En Bogotá, en Ciudad de México, en Nueva Delhi o en Bucarest basta salir de la ciudad para encontrar la belleza del mundo.
Bogotá es afortunada; desde sus calles ya es posible ver lo distinto: cerros de densa vegetación la detienen por el oriente, y de esas moles superpuestas brota el sol entre brumas, asoma en noches claras la luna llena.

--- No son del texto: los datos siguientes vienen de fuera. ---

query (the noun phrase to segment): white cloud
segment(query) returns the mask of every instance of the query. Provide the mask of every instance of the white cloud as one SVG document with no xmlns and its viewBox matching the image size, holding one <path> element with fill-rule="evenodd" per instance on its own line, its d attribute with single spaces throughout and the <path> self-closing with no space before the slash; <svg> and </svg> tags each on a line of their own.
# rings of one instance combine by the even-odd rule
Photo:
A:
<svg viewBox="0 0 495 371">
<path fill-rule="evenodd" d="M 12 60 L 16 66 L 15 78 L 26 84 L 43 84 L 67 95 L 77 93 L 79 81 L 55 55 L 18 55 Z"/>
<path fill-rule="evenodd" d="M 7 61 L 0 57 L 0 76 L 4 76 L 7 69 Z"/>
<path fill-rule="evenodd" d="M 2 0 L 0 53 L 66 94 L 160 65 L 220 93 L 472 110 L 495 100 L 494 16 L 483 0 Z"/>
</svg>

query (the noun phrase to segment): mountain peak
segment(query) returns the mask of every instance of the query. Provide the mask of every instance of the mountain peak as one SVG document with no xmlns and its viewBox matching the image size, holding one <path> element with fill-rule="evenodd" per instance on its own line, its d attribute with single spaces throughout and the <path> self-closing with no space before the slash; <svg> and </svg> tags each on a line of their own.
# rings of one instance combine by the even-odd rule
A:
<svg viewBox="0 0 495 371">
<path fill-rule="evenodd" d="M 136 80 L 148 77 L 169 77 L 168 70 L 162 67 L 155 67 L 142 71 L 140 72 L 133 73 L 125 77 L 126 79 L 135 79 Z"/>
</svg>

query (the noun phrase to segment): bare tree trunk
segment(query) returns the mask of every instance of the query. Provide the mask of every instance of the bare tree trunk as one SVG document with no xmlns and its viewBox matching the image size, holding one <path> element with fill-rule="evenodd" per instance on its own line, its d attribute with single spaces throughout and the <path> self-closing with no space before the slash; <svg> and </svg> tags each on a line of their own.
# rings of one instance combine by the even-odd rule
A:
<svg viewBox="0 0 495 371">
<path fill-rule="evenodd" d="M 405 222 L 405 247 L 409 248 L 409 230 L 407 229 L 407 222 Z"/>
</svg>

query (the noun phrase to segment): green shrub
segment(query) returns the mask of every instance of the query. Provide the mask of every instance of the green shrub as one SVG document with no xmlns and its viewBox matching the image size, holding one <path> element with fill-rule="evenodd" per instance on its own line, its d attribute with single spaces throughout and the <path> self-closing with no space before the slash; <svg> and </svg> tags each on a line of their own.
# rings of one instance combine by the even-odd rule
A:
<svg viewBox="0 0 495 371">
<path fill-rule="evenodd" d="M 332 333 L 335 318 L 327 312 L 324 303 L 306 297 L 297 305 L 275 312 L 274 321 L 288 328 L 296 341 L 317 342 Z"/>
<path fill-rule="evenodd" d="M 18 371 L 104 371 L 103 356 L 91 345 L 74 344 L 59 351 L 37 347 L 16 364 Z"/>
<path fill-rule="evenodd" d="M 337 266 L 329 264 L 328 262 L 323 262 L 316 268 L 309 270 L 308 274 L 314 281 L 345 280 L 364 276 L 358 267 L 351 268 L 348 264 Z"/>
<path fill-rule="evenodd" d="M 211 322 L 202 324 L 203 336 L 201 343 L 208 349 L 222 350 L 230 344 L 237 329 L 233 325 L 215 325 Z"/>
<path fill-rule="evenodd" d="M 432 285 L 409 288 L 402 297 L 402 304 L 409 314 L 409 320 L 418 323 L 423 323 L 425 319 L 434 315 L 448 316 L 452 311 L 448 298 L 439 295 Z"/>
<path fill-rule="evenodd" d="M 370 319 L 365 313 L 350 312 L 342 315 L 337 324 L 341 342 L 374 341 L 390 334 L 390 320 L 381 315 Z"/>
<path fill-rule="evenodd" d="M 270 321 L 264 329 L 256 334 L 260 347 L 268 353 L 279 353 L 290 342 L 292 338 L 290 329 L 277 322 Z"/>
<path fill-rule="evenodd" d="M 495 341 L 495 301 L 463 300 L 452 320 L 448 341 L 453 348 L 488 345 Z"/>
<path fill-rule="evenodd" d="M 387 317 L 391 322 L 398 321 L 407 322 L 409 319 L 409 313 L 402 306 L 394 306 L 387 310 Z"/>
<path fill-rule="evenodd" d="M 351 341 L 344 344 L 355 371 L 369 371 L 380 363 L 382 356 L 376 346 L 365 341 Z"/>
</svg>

Los viajeros urbanos, presos en su vértigo de concreto, en su tráfico inmóvil, en su incomunicación estridente, no siempre saben de qué modo están rodeados por el Paraíso. Colombia es un país de regiones diversas, pero cada una es un mosaico de paisajes heterogéneos. Basta asomarse a Cundinamarca, al nido de los cóndores, para vivir ese asombro.
Dos veces salí hace poco a visitar regiones cercanas, y cada viaje fue como una excursión a otro mundo. Desde Soacha cruzamos, entre una niebla que desdibuja los potreros, ante la hacienda donde Nicolás Gómez Dávila leía sus centones y escribía sus escolios, y donde parece transcurrir todavía el tiempo despacioso de la Colonia. Vimos rocas cargadas de pictogramas antiguos, relatos en tinta roja que se ríen del tiempo, y fuimos al Tequendama, que todavía hoy, entre las espumas del apocalipsis, cuenta cosas sublimes.
Ese nicho de piedra por donde un poder antiguo soltó las aguas que inundaban la Sabana, destila todavía entre nubes un agua espumosa, pero de algún modo recuerda el trueno de música que nombra un poema de Rubén Darío, quien posiblemente nunca lo vio. Allí uno comprende que un río sabe purificarse a sí mismo, que hacerlo revivir sólo exige dejar de envenenarlo con los ácidos de las curtiembres, con los agroquímicos de los cultivos, con los sedimentos que suelta la deforestación incesante, con las sustancias que rezuma la industria, con los desechos orgánicos y químicos de dos millones de hogares. Es la ciudad la que renueva sin descanso la muerte del río. Y qué hermoso sería sentir otra vez el trueno de agua, el fragor blanco que esperan los abismos de piedra, los arcoíris destrozados de ese recinto donde vivieron dioses.
Como todo lugar tiranizado por un centro, la urbe tentacular amenaza con ocuparlo todo, con absorberlo todo, pero su fuerza languidece al final, y el mundo eclipsado por la ciudad se abre camino. Chicaque es un nombre que casi no existía para mí, o se confundía con otros. Una posada en las tierras altas, un restaurante socavado a trechos en la roca viva, un mirador que mira apenas el abismo de niebla. Habríamos pasado de largo si no fuera porque esa niebla estaba llena de sonidos, vehículos lejanos, aletazos extraños, cantos de pájaros más lejos, un fragor de pueblos, voces humanas perdidas como puntos en la distancia.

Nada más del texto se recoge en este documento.